安倍晋三に肉薄した記者によるドキュメント

『総理』 (山口敬之 著)

2016/08/09
note

安倍晋三総理については極端に異なる評価が併存している。右派勢力にとってはアイドルないし切り札であり、リベラルにとっては「人間じゃない」。

 本書では、安倍総理と官邸中枢の実像を、政局の決定的な時点でもサシで話せるほどの関係を築いている政治部記者が生々しく描いている。美化ともいえるが、本書で描かれた実像を無視した安倍イメージは幻想になりかねない。

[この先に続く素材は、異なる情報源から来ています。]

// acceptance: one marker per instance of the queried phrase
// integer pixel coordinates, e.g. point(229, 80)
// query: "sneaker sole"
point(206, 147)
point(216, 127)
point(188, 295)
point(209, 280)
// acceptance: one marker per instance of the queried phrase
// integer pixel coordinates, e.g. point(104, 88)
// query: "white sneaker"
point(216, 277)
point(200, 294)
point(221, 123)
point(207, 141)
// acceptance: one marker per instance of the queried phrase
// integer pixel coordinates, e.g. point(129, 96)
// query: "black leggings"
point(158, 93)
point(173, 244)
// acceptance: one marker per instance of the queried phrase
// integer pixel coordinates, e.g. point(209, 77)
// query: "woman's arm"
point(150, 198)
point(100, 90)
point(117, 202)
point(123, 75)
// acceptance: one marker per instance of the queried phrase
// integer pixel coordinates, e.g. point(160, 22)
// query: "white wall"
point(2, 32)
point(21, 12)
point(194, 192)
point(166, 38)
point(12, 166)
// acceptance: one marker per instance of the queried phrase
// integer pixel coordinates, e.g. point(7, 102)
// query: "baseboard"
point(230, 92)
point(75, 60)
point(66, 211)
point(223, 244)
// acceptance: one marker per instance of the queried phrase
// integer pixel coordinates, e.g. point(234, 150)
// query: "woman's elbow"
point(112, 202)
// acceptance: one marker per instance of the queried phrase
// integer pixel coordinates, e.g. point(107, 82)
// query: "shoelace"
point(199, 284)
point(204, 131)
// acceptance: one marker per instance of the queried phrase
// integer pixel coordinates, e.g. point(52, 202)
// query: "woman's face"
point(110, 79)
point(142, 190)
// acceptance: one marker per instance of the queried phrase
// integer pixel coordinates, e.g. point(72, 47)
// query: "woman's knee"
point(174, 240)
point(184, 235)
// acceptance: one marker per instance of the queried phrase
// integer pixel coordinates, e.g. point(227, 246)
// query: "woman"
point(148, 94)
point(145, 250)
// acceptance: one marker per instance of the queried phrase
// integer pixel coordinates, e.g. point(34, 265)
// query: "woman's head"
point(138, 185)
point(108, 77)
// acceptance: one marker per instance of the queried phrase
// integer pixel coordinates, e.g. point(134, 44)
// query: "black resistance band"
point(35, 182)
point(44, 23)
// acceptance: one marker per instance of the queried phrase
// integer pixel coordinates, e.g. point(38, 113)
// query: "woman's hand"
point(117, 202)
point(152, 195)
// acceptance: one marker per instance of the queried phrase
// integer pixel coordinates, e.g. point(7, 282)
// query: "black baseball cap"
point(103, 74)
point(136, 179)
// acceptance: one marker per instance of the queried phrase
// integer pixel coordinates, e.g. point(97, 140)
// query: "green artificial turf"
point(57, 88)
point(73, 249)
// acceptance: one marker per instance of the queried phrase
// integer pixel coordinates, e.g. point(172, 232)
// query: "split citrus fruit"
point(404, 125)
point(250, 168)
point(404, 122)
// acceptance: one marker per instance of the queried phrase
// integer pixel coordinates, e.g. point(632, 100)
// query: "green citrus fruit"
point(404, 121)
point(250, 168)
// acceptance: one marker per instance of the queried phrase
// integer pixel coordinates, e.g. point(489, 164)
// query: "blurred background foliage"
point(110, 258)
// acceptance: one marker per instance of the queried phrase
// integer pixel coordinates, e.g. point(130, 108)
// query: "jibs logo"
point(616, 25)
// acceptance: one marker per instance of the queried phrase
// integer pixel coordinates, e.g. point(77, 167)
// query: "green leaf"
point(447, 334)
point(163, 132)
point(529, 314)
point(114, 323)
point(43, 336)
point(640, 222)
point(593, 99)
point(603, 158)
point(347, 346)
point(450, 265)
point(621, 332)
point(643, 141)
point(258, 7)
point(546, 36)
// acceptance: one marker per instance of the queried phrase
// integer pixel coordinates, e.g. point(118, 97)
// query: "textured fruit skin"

 本書から分かる印象的な事実は、副総理兼財務大臣を務めている麻生太郎が、菅義偉官房長官と並んで安倍総理にとってきわめて重要な支柱だということ。吉田茂と岸信介という大物総理を祖父に持っているという共通点が、二人を結びつけているらしい。吉田と岸が宿敵の関係にあったことを考えると、孫同士の政策志向を越えた友好関係は意外であるとともに興味深い。

ADVERTISEMENT

 どうも、統治者意識とでもいうべきものが家系によって継承されているらしい。これ自体は民主主義の観点から望ましいこととは言えないが、総理や首長の最近の事例を見るにつけ、統治者意識をもった政治指導者が民主主義のなかでどう育ちうるのかという問題を考えさせられる。

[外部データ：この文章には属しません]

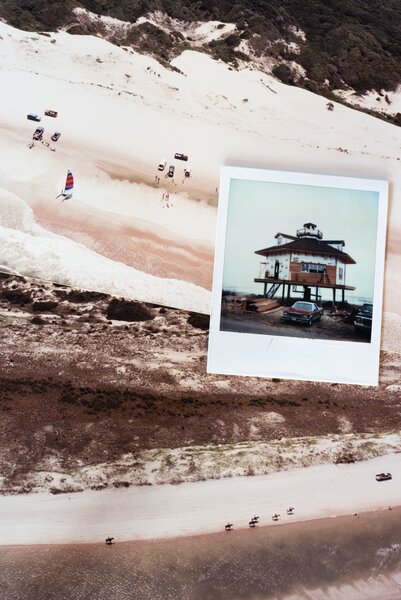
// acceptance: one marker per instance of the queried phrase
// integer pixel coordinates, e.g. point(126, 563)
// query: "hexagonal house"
point(307, 263)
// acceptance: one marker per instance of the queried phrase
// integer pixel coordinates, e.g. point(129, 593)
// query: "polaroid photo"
point(298, 276)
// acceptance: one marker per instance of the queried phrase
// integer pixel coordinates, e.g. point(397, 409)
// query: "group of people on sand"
point(255, 520)
point(166, 202)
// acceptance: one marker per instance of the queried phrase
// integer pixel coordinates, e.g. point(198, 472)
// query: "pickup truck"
point(363, 319)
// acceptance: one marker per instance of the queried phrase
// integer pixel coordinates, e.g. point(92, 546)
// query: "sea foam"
point(31, 250)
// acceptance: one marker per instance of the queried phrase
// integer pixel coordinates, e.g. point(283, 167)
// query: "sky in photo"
point(257, 210)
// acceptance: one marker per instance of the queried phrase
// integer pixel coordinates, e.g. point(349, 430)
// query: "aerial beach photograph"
point(127, 471)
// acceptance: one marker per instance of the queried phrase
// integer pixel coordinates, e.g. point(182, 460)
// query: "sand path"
point(201, 507)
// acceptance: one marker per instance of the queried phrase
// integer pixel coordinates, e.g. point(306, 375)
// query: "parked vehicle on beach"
point(38, 133)
point(302, 312)
point(363, 319)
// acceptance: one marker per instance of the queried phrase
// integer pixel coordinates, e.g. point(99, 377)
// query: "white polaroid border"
point(291, 357)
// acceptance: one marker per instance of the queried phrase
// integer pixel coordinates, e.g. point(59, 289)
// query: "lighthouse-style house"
point(306, 263)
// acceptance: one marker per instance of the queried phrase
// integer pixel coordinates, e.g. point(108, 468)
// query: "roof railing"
point(307, 231)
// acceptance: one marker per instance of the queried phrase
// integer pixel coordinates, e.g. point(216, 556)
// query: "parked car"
point(38, 134)
point(302, 312)
point(363, 319)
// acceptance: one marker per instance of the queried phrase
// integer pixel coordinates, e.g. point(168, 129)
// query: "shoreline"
point(241, 531)
point(173, 511)
point(320, 559)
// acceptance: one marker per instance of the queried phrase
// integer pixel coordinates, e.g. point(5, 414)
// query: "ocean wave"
point(33, 251)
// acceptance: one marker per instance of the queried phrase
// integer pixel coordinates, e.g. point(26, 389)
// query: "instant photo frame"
point(322, 243)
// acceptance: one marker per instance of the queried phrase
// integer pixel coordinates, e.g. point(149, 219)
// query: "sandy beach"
point(162, 511)
point(145, 112)
point(343, 558)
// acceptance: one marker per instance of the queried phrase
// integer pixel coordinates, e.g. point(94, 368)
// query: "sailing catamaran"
point(66, 192)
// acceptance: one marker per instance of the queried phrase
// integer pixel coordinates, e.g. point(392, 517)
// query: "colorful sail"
point(69, 182)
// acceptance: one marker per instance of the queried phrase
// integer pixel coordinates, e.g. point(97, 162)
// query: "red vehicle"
point(302, 312)
point(38, 134)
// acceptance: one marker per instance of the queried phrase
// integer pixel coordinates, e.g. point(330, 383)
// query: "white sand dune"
point(192, 508)
point(121, 112)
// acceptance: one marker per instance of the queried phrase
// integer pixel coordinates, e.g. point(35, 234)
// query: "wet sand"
point(355, 557)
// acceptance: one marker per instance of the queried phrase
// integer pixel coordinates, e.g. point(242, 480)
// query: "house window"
point(312, 268)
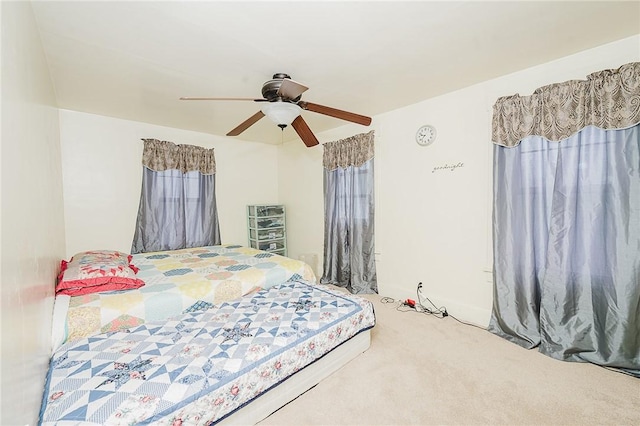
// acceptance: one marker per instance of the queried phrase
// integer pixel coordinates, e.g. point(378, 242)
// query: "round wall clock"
point(426, 135)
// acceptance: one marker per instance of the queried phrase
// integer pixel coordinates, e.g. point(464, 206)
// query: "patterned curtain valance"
point(162, 155)
point(352, 151)
point(608, 99)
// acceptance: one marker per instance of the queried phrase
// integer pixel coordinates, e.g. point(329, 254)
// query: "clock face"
point(426, 135)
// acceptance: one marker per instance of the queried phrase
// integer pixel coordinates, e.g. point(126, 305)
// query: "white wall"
point(32, 215)
point(102, 170)
point(432, 226)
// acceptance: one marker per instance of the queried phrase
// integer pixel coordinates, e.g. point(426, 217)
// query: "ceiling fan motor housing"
point(271, 87)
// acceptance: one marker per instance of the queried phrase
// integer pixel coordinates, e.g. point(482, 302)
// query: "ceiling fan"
point(284, 106)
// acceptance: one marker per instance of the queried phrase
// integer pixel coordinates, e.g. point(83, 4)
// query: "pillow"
point(95, 271)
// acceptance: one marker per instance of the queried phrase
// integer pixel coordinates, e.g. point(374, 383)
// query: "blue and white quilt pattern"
point(199, 367)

 いくつかのエピソードが興味深い。化学兵器を使ったとしてシリアを空爆しようとするオバマ大統領が支持を求めてきていた時期に、あえてアメリカが傍受している可能性のあるメールを使って、安倍総理が著者に「この状態では空爆は支持できないね」と書いてきたという。

 また、2013年初夏、消費税引き上げをめぐって財務省が包囲網を強めるなかで、安倍は著者に次のように話したという。「外堀を埋めているつもりなんだろ? 決めるのは総理大臣なんだからさ。アベノミクスの税収増分が何兆円も積み上がっているんだぜ」

 アメリカや財務省に対してこうした戦略的な姿勢を示し得た総理は、少なくとも民主党にいたようには思われない。

やまぐちのりゆき/1966年東京都生まれ。フリージャーナリスト、アメリカシンクタンク客員研究員。90年慶應大学経済学部卒、TBS入社。ロンドン支局などを経て、2000年から政治部。16年5月、TBSを退社。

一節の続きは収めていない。